So, sitting with a group of pastors, we were discussing how we can improve as preachers. The generally agreed first thought is that we are not in the best position to assess our own preaching: our sinful selfishness and blindness mean that we are either too harsh or too lenient on ourselves.
What to do? The second general thought was that getting a group around us was a good thing. Some of the pastors met with a few others in ministry to crit each others’s sermons. A few were in larger churches with a staff team, and there were some helpful tips there on giving feedback. That’s good.
But, but, but…
My fellow preachers give me feedback on my exegesis, my structure, my headings, and all that. They know the translation pitfalls, and may well have preached that passage themselves. That’s valuable. It’s feedback from the pros, who know what a sermon is supposed to sound like.
But they won’t give me feedback on the most important aspect, which is what regular church members could or could not understand, or relate to. I’m a shepherd, getting feedback from other shepherds – but I need to know what the sheep are thinking.
There’s only one group who can do that. And it’s the massive majority who heard my sermon, first time, with heads stuffed full of the rest of life, and without the benefit of years of theological education.
Now don’t get me wrong – I do value feedback from my peers. But I don’t preach for their benefit. If I start to think they are the audience I will throw in some clever Greek points to show I’ve done my homework, and finesse my structure win their approval. I will use complex Latin words rather than simple Anglo Saxon ones. I will perform – to produce what my peer culture thinks is a proper sermon.
But I mustn’t preach for my peer culture. That’s being a crowd pleaser – trying to win approval from the people whose approval matters to my self-esteem.
The people I do preach for give me feedback in a different way: by understanding me or not, by staying awake, or falling asleep, by changing their lives on the basis of God’s Word, or not.

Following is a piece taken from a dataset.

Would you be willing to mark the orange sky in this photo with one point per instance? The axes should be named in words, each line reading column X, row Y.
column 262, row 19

I could easily fall into the opposite trap, of dumbing down and being a different kind of crowd pleaser. But I really don’t think that is my most frequent blunder – and I don’t think I’m alone. And while it’s a theoretical possibility that I am a faithful preacher in an arid church, where my preaching is a mark of judgment on a corrupt people, to be honest it’s a slim one.

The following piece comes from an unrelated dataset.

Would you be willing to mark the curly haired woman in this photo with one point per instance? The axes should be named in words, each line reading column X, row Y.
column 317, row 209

Much better to look in the mirror and assume that I might be the problem, and get the people who want and need me to improve, to help me.
So find yourself four or five members of the church who love you enough to be honest, and get them together every six weeks or so to get some proper feedback. It will take a few times before they stop being polite and give you some honest, straightforward responses. You might be pleasantly surprised. You might be rather shocked. Either way, you’re getting feedback from the right people.
You do want to be overseen by the congregation, don’t you?